Top on the branding of Skowhegan is the Skowhegan State Fair, the longest continuously operating agricultural fair in the nation, along with waterfront development, walking trails and Run of River, the proposed white water park in the Kennebec Gorge, right through the middle of town.

There is a grist mill underway in the former county jail, soon to offer artisan bread, arts and crafts. There is the annual Kneading Conference, which has attracted bakers from all over the country to Skowhegan. There is the historic flatiron district along Water Street with it’s unique architecture.

There is a classic movie theater downtown, a pub in an old mill, a daily newspaper office, a free public library, a bakery in a former bank, art galleries, a farmers’ market, a shoe manufacturer, a historic swinging bridge and old farms re-energized by young families looking to make a life on the land.
Skowhegan also is known for its maple sugar production, for it’s favorite daughter, the late U.S. Sen. Margaret Chase Smith and the world’s best chocolate ice cream.

The images contained in the Arnett Muldrow branding document can be used, free of charge, by local businesses and development and civic groups for their own advertising or promotions, Olsen said.
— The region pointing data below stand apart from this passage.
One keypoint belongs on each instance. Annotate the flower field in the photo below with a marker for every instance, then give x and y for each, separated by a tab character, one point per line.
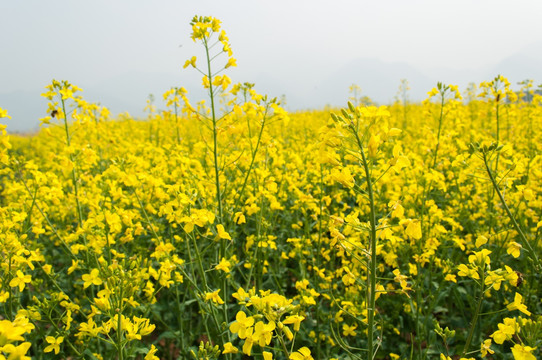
232	229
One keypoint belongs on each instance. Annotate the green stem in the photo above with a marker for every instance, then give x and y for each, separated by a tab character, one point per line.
476	313
439	130
215	146
372	267
509	213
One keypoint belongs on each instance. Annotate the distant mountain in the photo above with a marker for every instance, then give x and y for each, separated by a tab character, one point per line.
25	109
377	79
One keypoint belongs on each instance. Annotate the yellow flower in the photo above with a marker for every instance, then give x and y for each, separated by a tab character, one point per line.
92	279
20	280
522	352
242	324
192	62
294	319
231	62
514	249
414	229
485	348
506	330
54	343
518	305
150	355
229	349
222	234
263	333
302	354
464	270
481	240
224	265
349	330
214	297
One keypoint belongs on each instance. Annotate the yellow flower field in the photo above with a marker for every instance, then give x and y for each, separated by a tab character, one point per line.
232	229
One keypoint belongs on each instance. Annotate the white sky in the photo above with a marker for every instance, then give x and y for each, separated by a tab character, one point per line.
290	43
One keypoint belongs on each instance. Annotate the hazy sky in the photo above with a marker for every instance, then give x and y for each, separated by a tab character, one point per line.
116	48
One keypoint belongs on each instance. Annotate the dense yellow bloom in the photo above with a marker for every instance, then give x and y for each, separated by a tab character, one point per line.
241	324
54	344
151	354
295	320
222	234
214	297
349	330
92	279
506	330
518	305
522	352
302	354
20	280
229	348
514	249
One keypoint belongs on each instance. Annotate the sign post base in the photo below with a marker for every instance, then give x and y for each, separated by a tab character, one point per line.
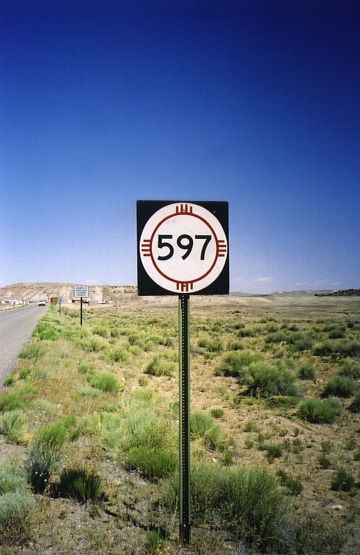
184	420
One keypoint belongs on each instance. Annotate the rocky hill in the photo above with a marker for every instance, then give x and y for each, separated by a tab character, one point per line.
34	292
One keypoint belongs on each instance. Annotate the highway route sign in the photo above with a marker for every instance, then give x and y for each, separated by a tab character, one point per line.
183	247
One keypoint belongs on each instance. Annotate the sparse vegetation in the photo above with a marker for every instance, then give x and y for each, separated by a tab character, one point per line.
320	412
84	399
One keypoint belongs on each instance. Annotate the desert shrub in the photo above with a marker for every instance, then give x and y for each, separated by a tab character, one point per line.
160	367
49	334
92	345
341	347
234	345
324	461
88	391
342	481
154	542
340	386
326	446
293	485
351	369
265	380
276	337
106	382
11	400
306	371
79	484
247	501
336	332
320	411
153	464
100	330
144	428
12	478
237	364
217	412
282	401
13	425
31	351
215	438
15	517
273	451
355	404
246	332
300	341
251	427
44	456
119	354
213	344
200	423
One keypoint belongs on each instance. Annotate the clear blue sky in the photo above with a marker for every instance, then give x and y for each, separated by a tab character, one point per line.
106	102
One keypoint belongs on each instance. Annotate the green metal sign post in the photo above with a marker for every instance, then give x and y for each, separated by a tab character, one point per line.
184	420
183	251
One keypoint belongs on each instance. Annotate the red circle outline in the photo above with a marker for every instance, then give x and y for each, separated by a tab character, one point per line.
216	254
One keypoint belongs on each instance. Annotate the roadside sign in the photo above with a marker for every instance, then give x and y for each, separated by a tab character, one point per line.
182	247
81	291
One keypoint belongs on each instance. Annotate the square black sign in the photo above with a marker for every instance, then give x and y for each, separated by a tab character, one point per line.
182	247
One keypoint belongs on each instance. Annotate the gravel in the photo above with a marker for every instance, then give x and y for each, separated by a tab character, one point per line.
16	327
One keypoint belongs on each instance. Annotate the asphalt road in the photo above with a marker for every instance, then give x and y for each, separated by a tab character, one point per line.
16	327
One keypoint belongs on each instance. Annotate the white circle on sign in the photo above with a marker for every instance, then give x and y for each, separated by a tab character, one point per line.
183	247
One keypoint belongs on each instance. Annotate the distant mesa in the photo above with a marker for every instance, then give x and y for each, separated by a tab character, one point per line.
20	293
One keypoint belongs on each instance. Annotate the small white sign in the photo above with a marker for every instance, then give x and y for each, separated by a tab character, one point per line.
81	291
183	247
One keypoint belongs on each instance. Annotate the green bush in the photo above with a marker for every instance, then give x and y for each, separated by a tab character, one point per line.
92	345
340	386
11	401
234	345
342	481
12	478
306	371
214	345
265	380
276	337
49	334
79	484
300	341
153	464
273	451
15	517
119	354
31	351
341	347
355	404
324	461
44	456
351	369
217	412
293	485
200	424
13	425
160	367
237	364
247	501
154	542
106	382
320	411
100	330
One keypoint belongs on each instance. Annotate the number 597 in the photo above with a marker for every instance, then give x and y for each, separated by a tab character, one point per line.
184	242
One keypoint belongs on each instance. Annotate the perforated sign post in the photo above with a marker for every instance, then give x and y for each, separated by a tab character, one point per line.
81	291
183	250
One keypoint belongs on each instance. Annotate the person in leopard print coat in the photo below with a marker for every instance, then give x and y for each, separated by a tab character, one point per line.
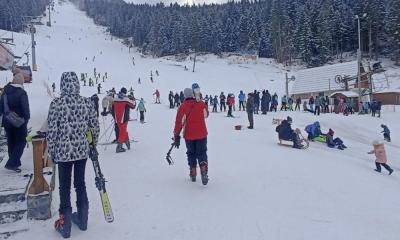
70	118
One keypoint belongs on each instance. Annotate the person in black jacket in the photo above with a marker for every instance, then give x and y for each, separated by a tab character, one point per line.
16	137
285	132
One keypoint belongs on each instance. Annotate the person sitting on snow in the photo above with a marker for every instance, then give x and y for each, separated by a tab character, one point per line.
285	132
313	130
386	132
332	143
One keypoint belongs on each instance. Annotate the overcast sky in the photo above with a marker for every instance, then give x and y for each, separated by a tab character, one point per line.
182	2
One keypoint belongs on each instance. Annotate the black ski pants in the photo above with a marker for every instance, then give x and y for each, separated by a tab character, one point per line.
16	141
196	152
64	176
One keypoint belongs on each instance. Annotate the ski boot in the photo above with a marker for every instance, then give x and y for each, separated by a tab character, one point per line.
204	172
80	218
193	174
63	224
120	148
128	144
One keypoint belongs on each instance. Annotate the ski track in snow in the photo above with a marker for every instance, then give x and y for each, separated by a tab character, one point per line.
257	189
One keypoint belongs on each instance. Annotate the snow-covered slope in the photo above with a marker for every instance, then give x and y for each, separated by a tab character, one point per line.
257	189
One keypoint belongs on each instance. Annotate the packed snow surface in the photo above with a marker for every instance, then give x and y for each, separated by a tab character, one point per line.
257	189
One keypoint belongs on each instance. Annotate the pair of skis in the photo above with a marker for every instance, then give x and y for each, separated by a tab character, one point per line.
101	185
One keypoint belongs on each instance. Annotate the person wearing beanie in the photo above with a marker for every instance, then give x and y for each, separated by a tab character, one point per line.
121	106
190	119
380	155
332	143
17	101
69	121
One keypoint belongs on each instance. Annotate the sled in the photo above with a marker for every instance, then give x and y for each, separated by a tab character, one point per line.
303	141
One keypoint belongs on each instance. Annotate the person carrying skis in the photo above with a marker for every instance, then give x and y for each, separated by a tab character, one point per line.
68	146
242	99
215	104
157	94
171	99
122	105
230	101
285	132
386	132
250	110
142	109
222	103
380	154
190	118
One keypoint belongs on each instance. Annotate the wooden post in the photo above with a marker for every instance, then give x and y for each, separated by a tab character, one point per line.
39	184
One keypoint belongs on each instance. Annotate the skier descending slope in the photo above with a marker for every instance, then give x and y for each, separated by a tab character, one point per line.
191	118
69	121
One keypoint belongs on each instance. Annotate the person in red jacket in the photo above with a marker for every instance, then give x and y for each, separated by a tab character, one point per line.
121	107
231	102
191	119
157	93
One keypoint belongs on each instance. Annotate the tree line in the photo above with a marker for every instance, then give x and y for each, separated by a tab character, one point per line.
13	12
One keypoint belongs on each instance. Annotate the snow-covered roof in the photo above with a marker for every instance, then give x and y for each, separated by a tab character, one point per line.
345	93
322	79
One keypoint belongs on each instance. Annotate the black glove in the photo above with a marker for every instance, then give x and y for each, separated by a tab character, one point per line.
177	141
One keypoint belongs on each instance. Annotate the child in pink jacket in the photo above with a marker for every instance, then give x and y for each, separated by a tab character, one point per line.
380	154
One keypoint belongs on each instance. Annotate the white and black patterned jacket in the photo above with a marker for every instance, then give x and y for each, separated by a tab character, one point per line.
69	120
“We want to make this accessible to everybody, because nobody can afford an ad agency to design this stuff so we want to share it digitally,” she said. “And it’s already all paid for.”

Olsen said the completed branding document for the town of Skowhegan will be distributed locally first, then to the Maine Department of Tourism and later for inclusion on the state of Maine website, as well as public relations efforts statewide. It also will serve as a foundation for a comprehensive downtown plan for future block grant funding and downtown revitalization.

Main Street Skowhegan also has joined the Kennebec, Moose River Tourism Council, Olsen said.

“Skowhegan is not known for being flowery or elegant — it’s got a rustic quality that we want to embrace and use,”  she said. “It’s real; it’s not like, when you go to Freeport, it’s a mall that just happens to be outside. People really do live their lives here. We really wanted to be proud of that — and own it.”